Neurotransmetteurs et Neuromédiateurs : La Communication Chimique du Cortex
La communication entre les neurones du cortex se fait par l'intermédiaire de neurotransmetteurs et de neuromédiateurs.
Neurotransmetteurs : Ce sont des molécules libérées dans la fente synaptique pour transmettre un signal d'un neurone à l'autre. Les principaux neurotransmetteurs du cortex sont le glutamate (excitateur) et le GABA (inhibiteur). L'acétylcholine est l'un des premiers neurotransmetteurs découverts. Son fonctionnememt a été surtout étudié au niveau de la plaque motrice, mais il est présent partout dans le système nerveux. Il existe deux récepteurs de l'acétylcholine, tous deux présents dans le cortex : le récepteur nicotinique, dont l'antagoniste est la nicotine et le récepteur muscarinique sensible à la muscarine. Le récepteur nicotinique est un récepteur canal qui laisse passer les ions sodium quand il est activé. En revanche, le récepteur muscarinique est un récepteur de type métabotropique, ce qui signifie qu'il ne va pas ouvrir un canal ionique, mais synthétiser une molécule qui va avoir un effet sur le fonctionnement du neurone. Ce genre de récepteur est plus impliqué dans les phénomènes de régulation à moyen et long terme que dans la transmission du potentiel d'action.
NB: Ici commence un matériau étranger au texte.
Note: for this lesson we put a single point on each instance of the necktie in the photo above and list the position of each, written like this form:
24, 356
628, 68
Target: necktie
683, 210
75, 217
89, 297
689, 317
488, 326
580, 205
Neuromédiateurs : Ce sont des molécules similaires aux neurotransmetteurs, mais qui sont émises dans l'environnement cérébral et atteignent les neurones de façon non spécifique. Les principaux neuromédiateurs sont la noradrénaline (attention, mémorisation), la sérotonine (cycles veille/sommeil, comportement alimentaire, sexuel), la dopamine (système de récompense) et la mélatonine (cycle circadien).